The June 25, 2005 edition of the Philippine Daily Inquirer includes a review of The Beekeeper.
You can read this review at news.inq7.net or below:
Allegory and abstraction in Tori Amos' 'The Beekeeper'
By Noelani Torre
EVER since the release of her brilliant debut, "Little Earthquakes," back in 1992, Tori Amos has been widely acknowledged as one of the most talented musicians on the scene. She's lived up to the hype for more than a decade, and has released consistently solid albums.
What do you do when you find yourself in the enviable position of being a much-lauded artist? Come up with an autobiography, of course-and while you're at it, why not a new album as well? After all, folks have been calling you "a kind of superwoman."
Thus, while leafing through "Tori Amos: Piece by Piece" (written with rock journalist Ann Powers), we can don our headphones and listen to Amos' latest sonic musings-all 80 minutes of them-in her 19-track, ninth album, "The Beekeeper."
In typically esoteric Amos fashion, "The Beekeeper" is based on a concept that deals with beehives, the number six, and a beekeeper. We found it a bit vague, to be honest, but Amos is pretty earnest about it-as she is about even her most far-out ideas.
The songs in the album are arranged in six "gardens," though it's not the way the playlist goes. We couldn't understand the logic behind the groupings, nor the reason why they weren't followed, anyway-but then, Amos has never been known for being clear and logical. It's generally known that her middle name is "obscure," something you'll realize five minutes into "The Beekeeper."
Most of the time, we enjoy delving into the layered depths of Amos' songs, but she sometimes tends to get carried away. In this album, there are moments when she ventures out into the outer reaches of abstraction, and leaves us in her symbolic allegorical dust. Then again, there are also moments when it seems as though she's that ultra-familiar, little voice in your head that tells you about things you've forgotten.
The problem with "The Beekeeper" is that it isn't consistent. Sometimes, it's good, and sometimes it's so bad that you wonder whether Amos' has lost her famed touch.
Take album opener "Parasol," for example: It's one of the best songs here, with intense emotion hiding beneath a soothing melody and the singer's deceptively airy vocals.
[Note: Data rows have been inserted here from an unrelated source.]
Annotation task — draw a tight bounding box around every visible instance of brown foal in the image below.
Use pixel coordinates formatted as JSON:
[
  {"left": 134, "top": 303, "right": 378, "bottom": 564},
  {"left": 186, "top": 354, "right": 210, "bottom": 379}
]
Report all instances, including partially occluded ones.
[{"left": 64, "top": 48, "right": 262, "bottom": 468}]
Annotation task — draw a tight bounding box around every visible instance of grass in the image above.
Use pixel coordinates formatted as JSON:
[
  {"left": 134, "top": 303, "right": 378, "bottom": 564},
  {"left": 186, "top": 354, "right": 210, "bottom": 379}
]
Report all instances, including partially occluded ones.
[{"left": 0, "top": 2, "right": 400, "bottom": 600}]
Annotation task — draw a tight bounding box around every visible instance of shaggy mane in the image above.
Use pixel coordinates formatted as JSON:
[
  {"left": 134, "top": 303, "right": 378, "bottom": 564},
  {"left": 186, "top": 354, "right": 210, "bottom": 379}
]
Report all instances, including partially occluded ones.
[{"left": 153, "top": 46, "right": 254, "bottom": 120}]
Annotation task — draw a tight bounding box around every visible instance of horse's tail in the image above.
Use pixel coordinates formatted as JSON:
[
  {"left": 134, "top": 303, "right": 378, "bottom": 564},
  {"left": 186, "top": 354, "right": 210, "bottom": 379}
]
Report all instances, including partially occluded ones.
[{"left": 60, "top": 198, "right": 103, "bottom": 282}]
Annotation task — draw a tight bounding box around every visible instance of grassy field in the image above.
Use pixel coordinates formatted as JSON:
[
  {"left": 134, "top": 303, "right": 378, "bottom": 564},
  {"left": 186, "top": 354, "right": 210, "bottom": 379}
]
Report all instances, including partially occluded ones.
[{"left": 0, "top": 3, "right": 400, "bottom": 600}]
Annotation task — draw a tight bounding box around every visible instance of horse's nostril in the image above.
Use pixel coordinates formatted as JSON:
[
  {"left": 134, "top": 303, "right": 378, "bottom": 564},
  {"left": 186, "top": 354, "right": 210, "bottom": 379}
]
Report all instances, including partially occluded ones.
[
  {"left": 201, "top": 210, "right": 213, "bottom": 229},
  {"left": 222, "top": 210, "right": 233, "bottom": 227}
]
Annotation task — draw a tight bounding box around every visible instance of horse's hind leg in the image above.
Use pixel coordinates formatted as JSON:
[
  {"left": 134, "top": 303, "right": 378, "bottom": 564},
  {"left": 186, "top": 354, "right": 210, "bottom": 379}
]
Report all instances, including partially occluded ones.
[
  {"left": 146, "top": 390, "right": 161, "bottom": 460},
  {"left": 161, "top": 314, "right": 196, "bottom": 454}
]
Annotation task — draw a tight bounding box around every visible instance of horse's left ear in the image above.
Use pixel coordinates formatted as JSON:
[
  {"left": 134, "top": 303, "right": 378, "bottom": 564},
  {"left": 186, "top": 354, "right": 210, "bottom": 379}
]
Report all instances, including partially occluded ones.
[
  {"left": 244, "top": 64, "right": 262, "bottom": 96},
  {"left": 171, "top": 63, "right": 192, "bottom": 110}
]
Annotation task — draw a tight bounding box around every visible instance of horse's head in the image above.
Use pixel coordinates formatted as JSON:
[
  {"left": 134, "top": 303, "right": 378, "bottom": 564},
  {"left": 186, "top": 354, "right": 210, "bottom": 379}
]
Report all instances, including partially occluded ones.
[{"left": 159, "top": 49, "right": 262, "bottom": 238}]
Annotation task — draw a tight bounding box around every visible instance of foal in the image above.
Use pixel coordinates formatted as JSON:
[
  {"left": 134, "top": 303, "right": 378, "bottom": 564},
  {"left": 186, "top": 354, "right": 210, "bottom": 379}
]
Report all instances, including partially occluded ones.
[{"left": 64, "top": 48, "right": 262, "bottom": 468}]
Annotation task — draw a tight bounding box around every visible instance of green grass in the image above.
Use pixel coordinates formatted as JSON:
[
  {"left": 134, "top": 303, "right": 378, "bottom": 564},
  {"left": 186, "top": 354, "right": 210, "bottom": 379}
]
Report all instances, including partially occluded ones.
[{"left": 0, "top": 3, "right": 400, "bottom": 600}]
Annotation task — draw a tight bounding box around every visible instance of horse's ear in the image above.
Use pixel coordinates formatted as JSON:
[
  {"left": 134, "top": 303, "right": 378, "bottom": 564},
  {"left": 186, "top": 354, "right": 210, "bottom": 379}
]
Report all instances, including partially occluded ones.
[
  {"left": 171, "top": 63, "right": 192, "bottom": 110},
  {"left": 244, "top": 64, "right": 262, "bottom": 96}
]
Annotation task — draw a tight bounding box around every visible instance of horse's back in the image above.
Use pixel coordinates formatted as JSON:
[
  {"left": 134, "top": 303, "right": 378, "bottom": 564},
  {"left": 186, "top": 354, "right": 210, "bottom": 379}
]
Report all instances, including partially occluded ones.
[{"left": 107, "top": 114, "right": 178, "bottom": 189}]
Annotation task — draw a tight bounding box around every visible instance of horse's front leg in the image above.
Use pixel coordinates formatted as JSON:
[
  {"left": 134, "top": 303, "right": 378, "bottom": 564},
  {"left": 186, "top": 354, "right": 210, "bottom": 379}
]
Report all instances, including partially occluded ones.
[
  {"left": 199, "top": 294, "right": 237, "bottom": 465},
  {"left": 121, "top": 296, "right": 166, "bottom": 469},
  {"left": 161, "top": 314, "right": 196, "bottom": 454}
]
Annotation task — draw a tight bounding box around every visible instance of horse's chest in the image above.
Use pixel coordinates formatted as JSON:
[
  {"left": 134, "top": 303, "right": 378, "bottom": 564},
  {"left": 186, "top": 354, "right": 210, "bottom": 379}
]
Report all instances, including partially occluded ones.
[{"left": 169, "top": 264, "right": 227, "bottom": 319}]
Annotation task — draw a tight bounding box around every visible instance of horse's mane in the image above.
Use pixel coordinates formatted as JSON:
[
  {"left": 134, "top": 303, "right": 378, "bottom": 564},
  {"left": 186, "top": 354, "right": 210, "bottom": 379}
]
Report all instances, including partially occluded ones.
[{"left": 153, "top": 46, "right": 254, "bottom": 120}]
It makes you think that the rest of the album is going to be just as good, but it seems as though every touch of brilliance here has its dull counterpart ("Ribbons Undone" is particularly cringe-worthy).
Good and bad
In any other artist, this mix of good and bad would be acceptable. But, this is Tori Amos we're talking about here! We expect more from her because, in our experience, she's always delivered-but she seems to have lost her way here. The thing is, this might not have been so bad if she'd been a little more vigorous with the pruning shears. We prefer half an hour of great music to 80 minutes of so-so tunes.